Możliwości rozwoju wciąż ma spore. W jednym z najlepszych meczów tego sezonu, 21 marca 2025 roku przeciwko Philadelphia 76ers, zdobył 23 punkty, trafiając 11 z 17 rzutów z gry. Dodatkowo zanotował 9 zbiórek i 2 asysty.

Takimi występami udowadnia, że większa rola ofensywna go nie przytłacza, a i nie pozbawia go też wszechstronności. To był jego najlepszy mecz pod względem punktowym w sezonie.

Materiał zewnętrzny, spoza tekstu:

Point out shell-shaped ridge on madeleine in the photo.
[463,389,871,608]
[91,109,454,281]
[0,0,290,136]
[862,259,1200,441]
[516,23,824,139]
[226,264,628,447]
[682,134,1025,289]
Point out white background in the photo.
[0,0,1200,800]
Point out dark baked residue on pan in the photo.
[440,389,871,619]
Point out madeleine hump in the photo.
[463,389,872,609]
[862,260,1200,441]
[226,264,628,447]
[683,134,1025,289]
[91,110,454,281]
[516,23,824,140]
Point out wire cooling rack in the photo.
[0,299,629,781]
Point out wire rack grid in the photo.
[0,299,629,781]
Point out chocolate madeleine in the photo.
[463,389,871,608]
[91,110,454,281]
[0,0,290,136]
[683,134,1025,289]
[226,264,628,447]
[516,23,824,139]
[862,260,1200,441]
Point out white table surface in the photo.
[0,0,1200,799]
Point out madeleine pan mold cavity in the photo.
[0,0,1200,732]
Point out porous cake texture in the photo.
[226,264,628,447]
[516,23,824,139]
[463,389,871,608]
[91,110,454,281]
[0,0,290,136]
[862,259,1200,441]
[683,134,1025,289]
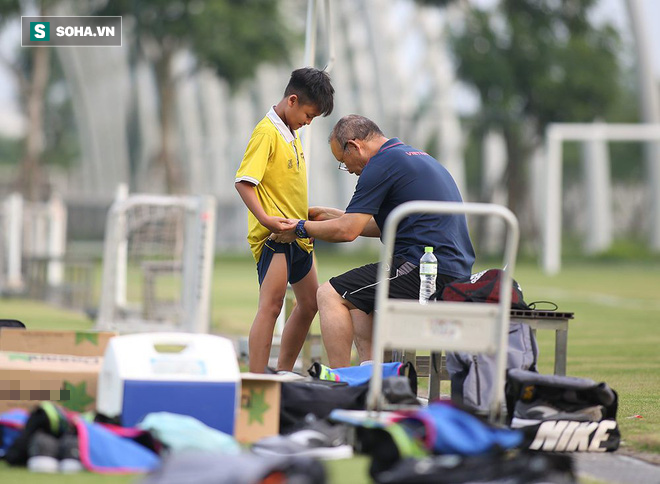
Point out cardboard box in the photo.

Jeśli Jeremy zachowa zdrowie, a Spurs jasno zdefiniują jego rolę – jako defensywnego specjalisty z możliwością switchowania i wspierania ataku z pozycji skrzydłowego – może ugruntować pozycję startera w rotacji drużyny walczącej w playoff. Przecież tam już w kolejnym sezonie mogą i powinni się znaleźć Spurs.

Tak naprawdę przyszłość Sochana w klubie z Teksasu wciąż nie jest jasna. Niedługo między jego przedstawicielami a Spurs dojdzie do negocjacji w sprawie podpisania drugiego kontraktu. Poprzednia, debiutancka umowa wygasa dopiero w 2026 roku. Podpisania nowej można się jednak spodziewać przed rozpoczęciem nowych rozgrywek.

Po trzech latach Jeremy’ego Sochana w NBA wiemy jedno: jego rola w tej lidze nie będzie oparta na statusie supergwiazdy, lecz na solidności, wszechstronności i… mentalności wojownika. Jesteśmy też pewni jeszcze jednego: tej ostatniej na pewno mu nie brakuje.